May 19, 2013 –– Pentecost Sunday
Jesus appears to the disciples for the first time, and the Lord says, “Peace be with you.” He shows them His hands and His side, and then He says it again, “Peace be with you.” Is there a reason He says this? There were so many ways He could address them.
The readings for this Pentecost Sunday are filled with the Holy Spirit — from the first reading from Acts: “And they were filled with the Holy Spirit,” to the second reading from 1 Corinthians: “For in one Spirit we were all baptized into one body…and we were all given to drink of one Spirit,” to the Gospel from John, “Receive the Holy Spirit.”
In the first reading from Acts we learn how the Holy Spirit permeates the Church throughout the world. On that first Pentecost, when the Holy Spirit entered all those present, they each heard the Word of God in their native tongues. This is considered to be the absolute beginning of the Church. Thus, Pentecost is the birthday of the Church. From the Catechism of the Catholic Church, second edition #767: “When the work which the Father gave the Son to do on earth was accomplished, the Holy Spirit was sent of the day of Pentecost in order that He might continually sanctify the Church.”

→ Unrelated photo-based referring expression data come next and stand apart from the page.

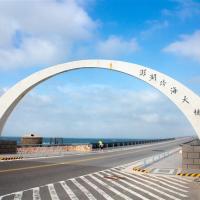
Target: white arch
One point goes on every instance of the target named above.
(186, 100)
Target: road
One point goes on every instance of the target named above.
(24, 174)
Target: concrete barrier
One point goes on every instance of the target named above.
(53, 149)
(8, 147)
(191, 156)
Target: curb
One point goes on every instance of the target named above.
(136, 169)
(11, 158)
(188, 174)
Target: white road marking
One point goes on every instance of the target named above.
(68, 190)
(104, 194)
(52, 192)
(151, 183)
(159, 182)
(110, 188)
(18, 195)
(36, 193)
(179, 180)
(139, 188)
(124, 188)
(152, 188)
(171, 182)
(83, 189)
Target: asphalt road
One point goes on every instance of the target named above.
(24, 174)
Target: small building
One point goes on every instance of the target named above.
(31, 139)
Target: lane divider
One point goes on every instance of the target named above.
(11, 158)
(188, 174)
(136, 169)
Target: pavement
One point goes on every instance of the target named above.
(165, 172)
(170, 165)
(94, 176)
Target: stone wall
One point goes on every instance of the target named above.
(8, 147)
(54, 149)
(191, 156)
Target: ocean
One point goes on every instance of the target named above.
(47, 140)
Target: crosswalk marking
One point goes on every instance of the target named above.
(157, 185)
(52, 192)
(84, 190)
(141, 189)
(179, 180)
(171, 182)
(105, 195)
(94, 186)
(110, 188)
(163, 183)
(36, 193)
(124, 188)
(141, 177)
(152, 188)
(68, 190)
(18, 196)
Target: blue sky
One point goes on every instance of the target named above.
(161, 34)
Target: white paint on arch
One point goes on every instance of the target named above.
(186, 100)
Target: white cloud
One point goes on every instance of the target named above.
(97, 111)
(188, 46)
(154, 27)
(41, 32)
(184, 9)
(116, 46)
(32, 50)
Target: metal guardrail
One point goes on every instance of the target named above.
(148, 161)
(129, 143)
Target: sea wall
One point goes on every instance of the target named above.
(191, 156)
(54, 149)
(8, 147)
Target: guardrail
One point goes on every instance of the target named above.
(128, 143)
(148, 161)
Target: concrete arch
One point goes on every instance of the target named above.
(186, 100)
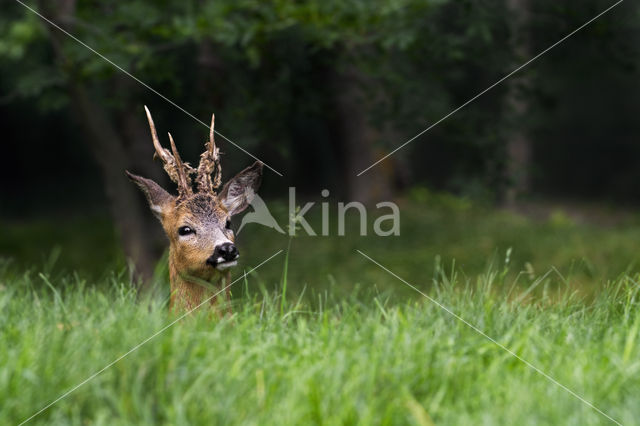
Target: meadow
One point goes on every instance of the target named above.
(321, 335)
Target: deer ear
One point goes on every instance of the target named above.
(159, 199)
(237, 194)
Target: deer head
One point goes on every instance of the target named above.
(197, 222)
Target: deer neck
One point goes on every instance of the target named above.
(188, 292)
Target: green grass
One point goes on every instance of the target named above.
(349, 343)
(355, 360)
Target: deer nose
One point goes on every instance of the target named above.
(226, 251)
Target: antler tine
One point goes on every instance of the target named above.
(212, 142)
(162, 153)
(209, 163)
(184, 181)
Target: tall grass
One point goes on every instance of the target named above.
(363, 358)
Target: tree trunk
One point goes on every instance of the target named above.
(108, 148)
(356, 140)
(518, 145)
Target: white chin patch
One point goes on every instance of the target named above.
(224, 265)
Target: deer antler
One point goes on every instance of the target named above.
(209, 163)
(177, 170)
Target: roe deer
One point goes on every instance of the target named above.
(201, 242)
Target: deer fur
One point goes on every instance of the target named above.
(194, 276)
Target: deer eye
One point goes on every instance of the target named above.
(185, 230)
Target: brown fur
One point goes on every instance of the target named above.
(205, 212)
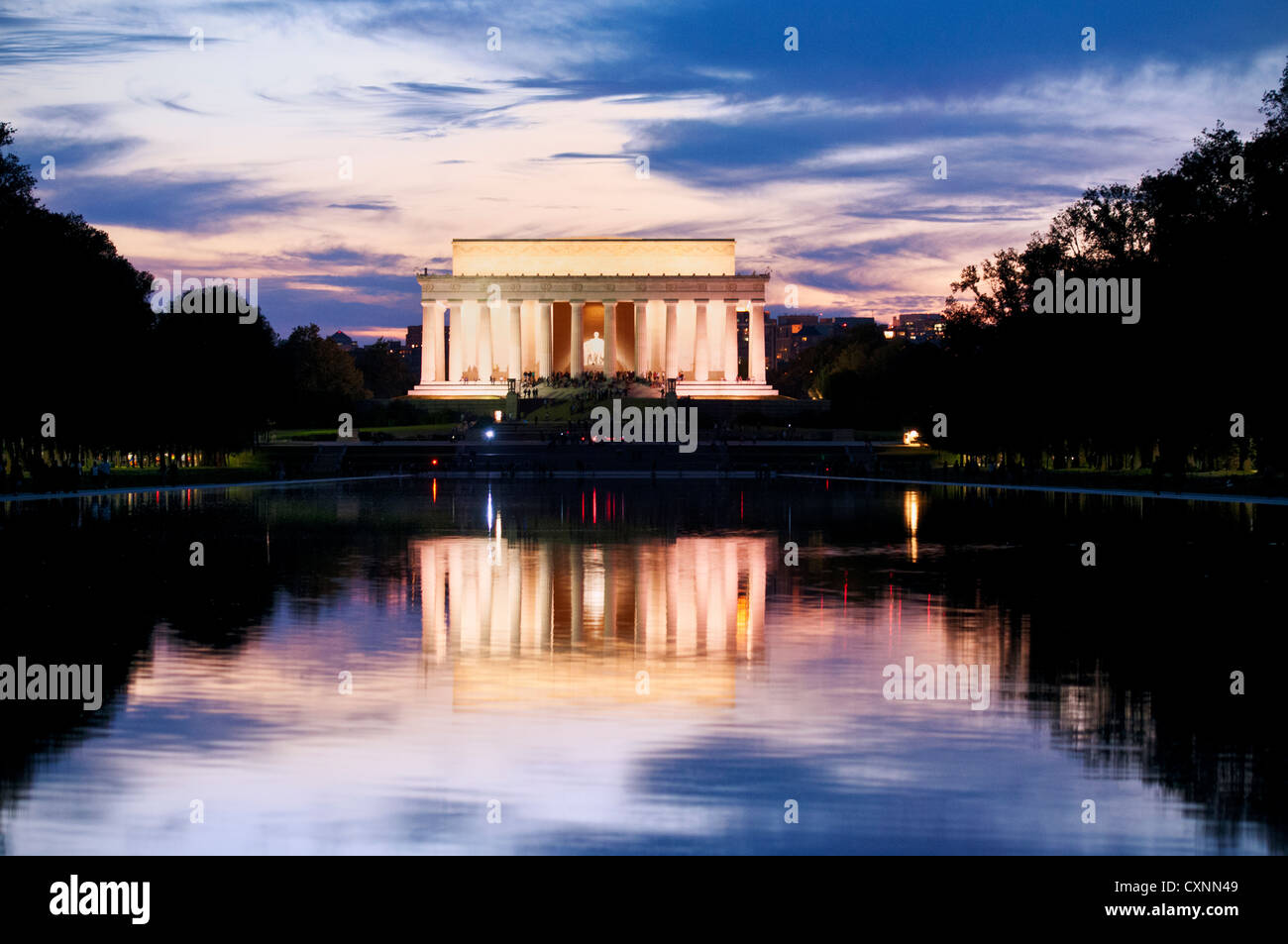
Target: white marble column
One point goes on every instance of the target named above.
(700, 343)
(439, 331)
(455, 356)
(483, 342)
(428, 310)
(609, 338)
(514, 362)
(642, 360)
(730, 340)
(673, 359)
(575, 340)
(545, 338)
(756, 343)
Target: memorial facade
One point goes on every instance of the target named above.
(666, 308)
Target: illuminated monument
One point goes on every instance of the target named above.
(540, 620)
(545, 307)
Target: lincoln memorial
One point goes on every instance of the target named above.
(576, 307)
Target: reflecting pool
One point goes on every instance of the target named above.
(458, 666)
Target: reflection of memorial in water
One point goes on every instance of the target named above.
(542, 620)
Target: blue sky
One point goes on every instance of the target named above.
(226, 159)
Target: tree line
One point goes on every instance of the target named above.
(1171, 390)
(90, 368)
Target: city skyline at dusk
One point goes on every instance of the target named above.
(248, 150)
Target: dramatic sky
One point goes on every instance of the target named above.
(227, 159)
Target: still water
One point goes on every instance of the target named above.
(454, 666)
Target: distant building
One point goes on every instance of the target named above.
(919, 326)
(411, 349)
(344, 342)
(845, 322)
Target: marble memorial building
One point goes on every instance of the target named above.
(542, 307)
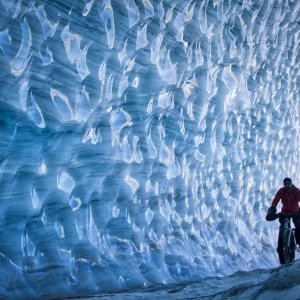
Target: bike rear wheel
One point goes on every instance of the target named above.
(286, 246)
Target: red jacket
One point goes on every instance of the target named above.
(290, 199)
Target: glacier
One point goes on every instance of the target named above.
(142, 140)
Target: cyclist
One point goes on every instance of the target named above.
(290, 198)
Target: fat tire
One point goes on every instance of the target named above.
(286, 251)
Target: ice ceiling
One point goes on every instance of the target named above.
(142, 140)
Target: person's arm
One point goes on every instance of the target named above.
(276, 199)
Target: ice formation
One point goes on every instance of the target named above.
(142, 140)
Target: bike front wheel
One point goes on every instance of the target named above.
(286, 246)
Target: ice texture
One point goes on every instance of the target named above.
(142, 141)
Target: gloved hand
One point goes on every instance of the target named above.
(271, 214)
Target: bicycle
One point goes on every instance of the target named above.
(286, 237)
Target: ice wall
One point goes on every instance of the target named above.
(142, 140)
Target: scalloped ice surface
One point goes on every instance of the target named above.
(142, 140)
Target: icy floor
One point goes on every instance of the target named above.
(278, 283)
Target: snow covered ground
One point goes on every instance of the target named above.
(273, 284)
(141, 143)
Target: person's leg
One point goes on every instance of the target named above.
(297, 229)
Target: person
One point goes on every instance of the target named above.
(289, 195)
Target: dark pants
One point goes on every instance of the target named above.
(296, 222)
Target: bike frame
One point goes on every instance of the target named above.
(286, 237)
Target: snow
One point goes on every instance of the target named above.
(141, 143)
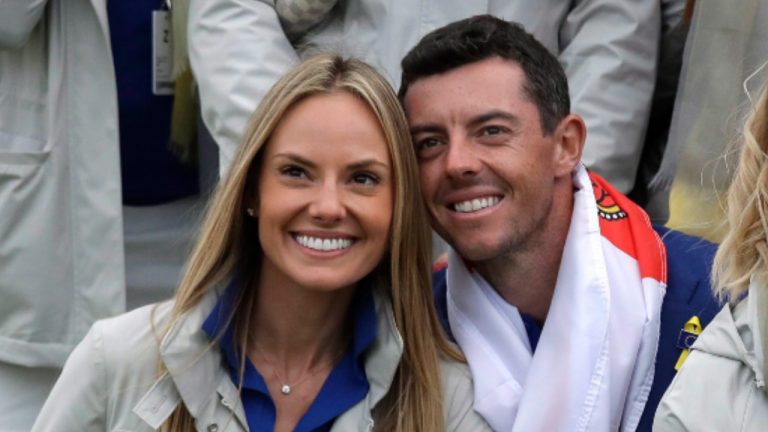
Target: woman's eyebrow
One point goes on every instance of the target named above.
(293, 157)
(367, 163)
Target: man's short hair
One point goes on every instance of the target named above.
(484, 36)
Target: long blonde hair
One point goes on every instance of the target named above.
(743, 253)
(227, 244)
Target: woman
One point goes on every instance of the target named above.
(306, 303)
(721, 386)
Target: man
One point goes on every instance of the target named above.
(554, 281)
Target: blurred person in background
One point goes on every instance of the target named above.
(93, 200)
(607, 48)
(721, 387)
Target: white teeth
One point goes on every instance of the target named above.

St. Paul’s first letter to the Corinthians was written because of the divisions that had developed among the Christian community in Corinth. In this particular reading Paul speaks of community — community that is cemented by the Holy Spirit, and in which each person, through the stewardship of her or his gifts, contributes to the good of the whole: “To each person the manifestation of the Spirit is given for the common good.” This is in effect the universal call to each of us to be good stewards: to recognize that we are gifted by God through the Holy Spirit, and that we are an intricate part of the Body of Christ. “As a body is one though it has many parts, and all the parts of the body, though many, are one body, so also Christ.”
It is in the Gospel of John nonetheless that we can grasp the completeness of the Holy Spirit. As stated Jesus announces Himself — greets the disciples — by saying “Peace be with you.” Jesus is not hoping that they will feel the peace of His presence; He is gifting it to them. That is important to understand — His greeting is not a wish; it is a gift. What he said most likely was “Shalama,” the Aramaic version of the Hebrew Shalom. Some words just do not translate well, and this is one of them. Yes, Shalama means “peace,” but it means much more than that. It is a greeting and a farewell. It means “complete peace.” It is a feeling of contentment, completeness, wholeness, wellbeing, and harmony. In fact, Aramaic scholars say it means all of the following: completeness, wholeness, health, peace, welfare, safety, tranquility, prosperity, perfectness, fullness, rest, harmony, the complete absence of discord.
This is the Lord’s gift to us as well. Everything in that word Shalama is what we strive for. It is through stewardship, through our ability to find our place in the Body of Christ through the Holy Spirit, that we might achieve the kind of peace Jesus presents to us.